I reflected upon how I could contribute—to recognizing the achievements of women, to supporting women in the drive for equity, to increasing the number of men who say, without reservation, “I am a feminist.” I know that my privilege means never having to explain a career choice or an outfit choice. I know that my privilege means I am likely to earn more money than a woman. I know that some will value my words above a woman’s. All because I am a man. Through reflection, I realized that I had an opportunity to use my privilege.
So now I say, proudly, that I am a feminist. I am a feminist simply because I believe with all my heart that women should never have to defend their worth, their achievements, or their desires. No one should have to say, “Women are the equals of men” because no one would dare imply that men might not be the equals of women. Feminism as I understand it is not a rallying cry to castrate men, discredit masculinity, or establish matriarchy—it is the longed-for declaration that there is inequality in our world and we must change this if we are to realize the potential of humanity.
The change we need and the change we seek will not take place overnight but we cannot wait forever. In the words of Anne Frank, “How wonderful it is that nobody need wait a single moment before starting to improve the world.” It is in the moments that the course of the world unfolds. How wonderful is it, then, that our lives contain so many moments!

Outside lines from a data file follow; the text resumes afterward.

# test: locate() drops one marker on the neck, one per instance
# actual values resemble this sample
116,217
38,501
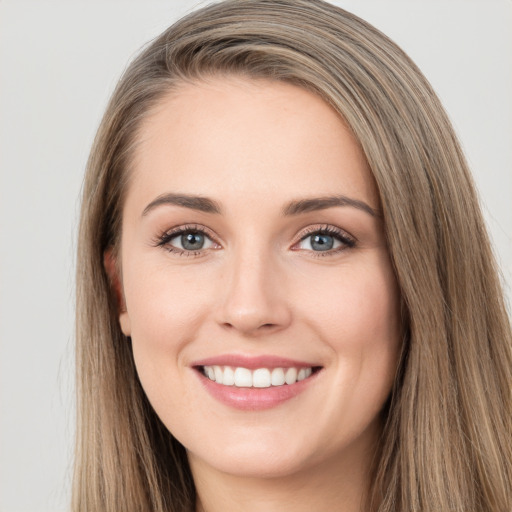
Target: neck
341,483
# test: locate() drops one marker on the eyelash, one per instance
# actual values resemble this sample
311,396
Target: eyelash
347,241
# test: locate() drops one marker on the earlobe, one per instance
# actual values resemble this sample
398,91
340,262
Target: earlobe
112,270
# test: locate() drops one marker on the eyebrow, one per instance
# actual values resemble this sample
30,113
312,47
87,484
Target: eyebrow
202,204
297,207
322,203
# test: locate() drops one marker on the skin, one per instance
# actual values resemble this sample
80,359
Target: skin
259,288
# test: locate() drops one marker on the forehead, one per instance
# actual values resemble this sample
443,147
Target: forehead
261,139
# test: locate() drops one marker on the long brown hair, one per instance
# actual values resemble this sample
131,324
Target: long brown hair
447,439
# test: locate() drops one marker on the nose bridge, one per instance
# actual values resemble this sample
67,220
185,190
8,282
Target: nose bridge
254,299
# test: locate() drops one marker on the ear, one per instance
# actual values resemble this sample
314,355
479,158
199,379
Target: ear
112,270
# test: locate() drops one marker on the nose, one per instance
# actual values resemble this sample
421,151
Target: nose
255,300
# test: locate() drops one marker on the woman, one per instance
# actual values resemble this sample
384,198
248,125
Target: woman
282,267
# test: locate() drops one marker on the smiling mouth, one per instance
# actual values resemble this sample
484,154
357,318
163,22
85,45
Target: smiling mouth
240,377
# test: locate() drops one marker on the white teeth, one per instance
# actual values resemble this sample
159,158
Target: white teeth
290,376
277,378
243,378
260,378
229,377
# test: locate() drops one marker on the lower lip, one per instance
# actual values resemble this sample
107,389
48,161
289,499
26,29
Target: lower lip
255,399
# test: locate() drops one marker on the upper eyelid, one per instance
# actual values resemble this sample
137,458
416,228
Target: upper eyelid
171,233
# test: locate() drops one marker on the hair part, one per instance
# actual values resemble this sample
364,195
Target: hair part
446,442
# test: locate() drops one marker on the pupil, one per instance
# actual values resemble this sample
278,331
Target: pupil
322,242
192,241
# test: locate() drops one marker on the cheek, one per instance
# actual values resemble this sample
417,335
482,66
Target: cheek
355,308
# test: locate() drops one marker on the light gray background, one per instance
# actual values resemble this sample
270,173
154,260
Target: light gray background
59,61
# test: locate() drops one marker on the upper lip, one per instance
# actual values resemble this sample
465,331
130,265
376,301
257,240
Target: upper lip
253,362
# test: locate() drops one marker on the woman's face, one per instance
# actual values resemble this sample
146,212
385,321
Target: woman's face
258,290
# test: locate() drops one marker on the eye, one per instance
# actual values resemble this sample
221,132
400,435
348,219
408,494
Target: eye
327,239
187,241
191,241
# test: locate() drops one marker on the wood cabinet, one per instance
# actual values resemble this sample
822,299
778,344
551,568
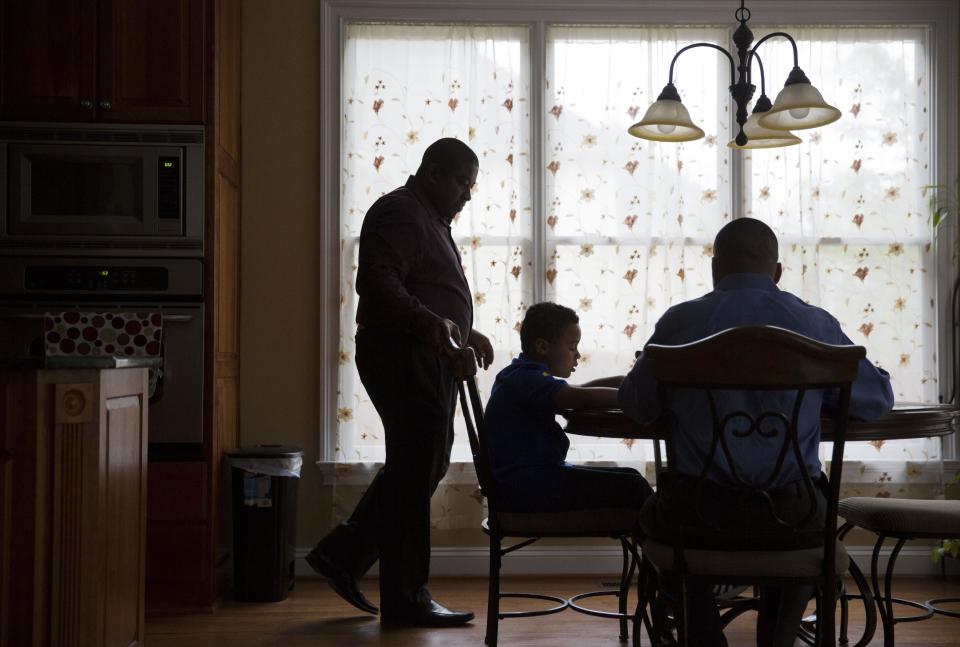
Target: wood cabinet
73,507
124,61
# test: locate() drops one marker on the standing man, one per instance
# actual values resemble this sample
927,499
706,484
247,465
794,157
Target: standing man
414,299
745,276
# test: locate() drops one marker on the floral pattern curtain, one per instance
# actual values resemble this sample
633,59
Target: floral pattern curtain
627,224
849,208
405,86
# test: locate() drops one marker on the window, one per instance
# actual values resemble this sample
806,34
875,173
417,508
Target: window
570,208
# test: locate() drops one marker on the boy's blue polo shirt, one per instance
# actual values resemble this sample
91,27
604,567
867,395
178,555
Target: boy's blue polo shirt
526,446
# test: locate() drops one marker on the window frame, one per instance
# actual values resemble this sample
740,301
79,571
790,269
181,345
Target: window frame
940,17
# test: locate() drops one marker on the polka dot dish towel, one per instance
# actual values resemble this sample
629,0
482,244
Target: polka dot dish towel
103,334
106,334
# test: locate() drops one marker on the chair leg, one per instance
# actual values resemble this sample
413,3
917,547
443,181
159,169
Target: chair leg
683,627
888,595
827,614
869,608
844,616
493,592
625,576
645,604
884,606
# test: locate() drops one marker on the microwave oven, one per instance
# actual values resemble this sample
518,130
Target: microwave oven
93,188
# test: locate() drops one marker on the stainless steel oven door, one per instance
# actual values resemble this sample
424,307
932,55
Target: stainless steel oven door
176,409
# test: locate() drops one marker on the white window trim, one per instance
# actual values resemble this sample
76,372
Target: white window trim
941,17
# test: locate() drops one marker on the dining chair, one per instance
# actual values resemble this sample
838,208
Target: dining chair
900,519
778,368
621,524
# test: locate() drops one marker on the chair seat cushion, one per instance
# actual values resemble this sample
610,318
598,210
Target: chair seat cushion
602,522
746,563
909,517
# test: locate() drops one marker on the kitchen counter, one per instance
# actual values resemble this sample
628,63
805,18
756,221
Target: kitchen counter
37,363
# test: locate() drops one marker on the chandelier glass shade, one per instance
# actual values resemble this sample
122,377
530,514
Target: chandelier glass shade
799,105
666,120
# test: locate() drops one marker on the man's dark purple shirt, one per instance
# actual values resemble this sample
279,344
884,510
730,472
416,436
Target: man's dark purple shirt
410,271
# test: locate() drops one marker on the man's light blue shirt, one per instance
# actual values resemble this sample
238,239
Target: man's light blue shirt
743,300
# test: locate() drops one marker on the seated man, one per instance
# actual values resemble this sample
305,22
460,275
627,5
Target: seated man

I have come to realize that the women in my life have had a positive impact on my growth and my development through seemingly insignificant moments of time. A coworker who says, “You don’t seem okay. How can I help?” A student who takes the time to thank me for talking with her late in the evening. A professor who asks, “Why not?” when asked about a research idea.
I could convey a thousand stories of a thousand moments, but the one that stands out to me today is that of a first-year university student who had just moved into his residence hall. He was nervous and excited to meet the other students on his floor; he did not see the mixed emotions of his parents who were about to say goodbye. He rushed through that interaction and quickly turned to other things, giving little thought to what his parents might be feeling.
Two weeks later, he called home and blurted out, “I want to come home. I hate it here.” His mom then betrayed him and said, “No. You can’t come home until Thanksgiving.” Surprised by this, he said, “I thought you were going to be there for me—always.” She said with a choking voice, “I am here for you. I love you and I have to go, honey.”
Little did he realize this would set him on a different course, a better course. Because it forced him to begin standing on his own two feet, to make friends, to learn how to make his way in the world. And that way would include joy and sadness and triumph and defeat and it would be blessed. Truly blessed.
When I talked to my mom about this years after, I asked her what made her say no. She told me that she knew I had to do it on my own. She said, “That was the most difficult thing I have ever had to do.”
I know the power of moments because I have experienced the power of moments. Individual women have given me so much:
-A woman gave birth to me, raised me, comforted me, sheltered me, and challenged me.
-A woman taught me how to read and write.
-A woman inspired me to study history.
-A woman encouraged me in the depth of my struggle with suicide.
-A woman mentored me during my master’s thesis process.
-A woman invited me to start running.
-A woman gave up so much so that I could have enough.
So I leave you with this:
Honor the moments in your life. Hold onto the moments as if they were all that mattered—because they’re all that do. Tell your loved ones that you love them.
Honor women in your life. Not just because they are your mothers, your sisters, or your partners, but because it’s the right thing to do.